木の間を影が動いて行っているのが視界の端に見える。
私たちはしばらくお互いの存在を感じながら、一定の距離を保って走った。
少し開けたところにある平地が近づいてきたので、腰帯に刺していた棒を引き抜く。
私の得意な武器は太刀。だから、ちょうどそれくらいの長さの枝を選んだ。太刀の特徴である反りがないのが残念だが、練習にはこれで十分だ。
季彦は片手剣を使うが、これは普通の片手剣ではない。

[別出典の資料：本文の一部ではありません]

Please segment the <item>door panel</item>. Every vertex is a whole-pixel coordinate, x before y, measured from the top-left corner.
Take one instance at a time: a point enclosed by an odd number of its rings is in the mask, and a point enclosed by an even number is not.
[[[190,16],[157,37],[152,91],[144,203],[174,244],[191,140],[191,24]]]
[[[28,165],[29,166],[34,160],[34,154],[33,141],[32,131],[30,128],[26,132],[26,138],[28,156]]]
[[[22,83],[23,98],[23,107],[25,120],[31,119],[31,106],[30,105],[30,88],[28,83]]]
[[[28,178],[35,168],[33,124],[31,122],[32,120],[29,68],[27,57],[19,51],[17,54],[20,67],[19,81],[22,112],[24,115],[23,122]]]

とても細身でよく撓る剣なのだ。それに似せて、季彦の選んできた枝も細身でよく撓りそうだ。
よけたと思っても剣にまとわりつくようにして体に迫ってくる剣は、なかなかの曲者だ。
季彦は基本、自分から攻撃を仕掛けてくることはない。相手の動き始め、出端を狙って攻撃してくる。
出端が狙われているとわかっているのに、相手にわかるように攻撃を仕掛けるのは馬鹿だ。いかに自分の起こりを相手に悟らせないようにして攻撃するか、もしくは、上を攻撃すると見せておいて下を攻撃するかなど、かけ引きをすることも技そのものを磨くことと同じくらい重要だ。
「はぁ。今日は勝てると思ったのにな」
季彦は、持っていたところから先がぽっきり折れてしまった枝を投げ出して寝転がった。
「甘いねー」
私は懐に入れていた枝をとり出して、季彦の胸に突き立てるふりをした。
季彦もそれに合わせて体を丸め、今まさに刺された人のような演技をする。
「なんで、そのまま太刀で斬らないのさ?」
「なんでだろうね?」
「本人が知らないんじゃ、知ってる人はいないなぁ」
「そうだね。諦めよう。なにで斬られたのか、なんて知る間もなく絶命するのだから、気にすることはないさ」
「勝手に殺すな!」
「大丈夫だ。骨くらいは拾ってやる」
「おい!」
ご丁寧にまだ胸を押さえたままの季彦に手を振って、わざとらしく大股で来た道を帰る。
「待てよ。置いてくなよ」
「はやく帰って明日の祭りに備えないと」
「そうだな」
いうなり季彦は走り出した。
「アキの家まで競争! 負けたほうは屋台一個奢りな!」
「あ! ずるいよ!」
急いで背中を追いかける。
もともと私のほうが足は遅いし、走り始めも遅れたので、これは負けだ。まぁ、剣のほうは勝ったから、いいだろう。あまり高いものを奢らなくていいよう願うばかりだ。
「よっしゃー!」
かなりの差をつけて先に家に着いたのは、やはり季彦のほうだった。
私が肩で息をしながらどうにか家にたどり着くころには、椀に水を汲んで待っているほどの余裕だ。
「それじゃ、また明日な。楽しみにしてるぜ」
そういって絵に描いたように親指を立ててニッコリ笑う幼馴染が、少し憎らしかった。
「うん! また明日ね」
あれだけ走ったのに、また走って家に帰っていく季彦の背中をいつものように見送った。
椀の中の水には少しだけ梅干しが溶かしてあった。
飲むと口の中に甘じょっぱい味と梅の香りがほんのり広がった。
ちょうど私が好きなくらいの濃さだった。
季彦は、そういう小さいところまで気遣いのできるとてもいい人なのだ。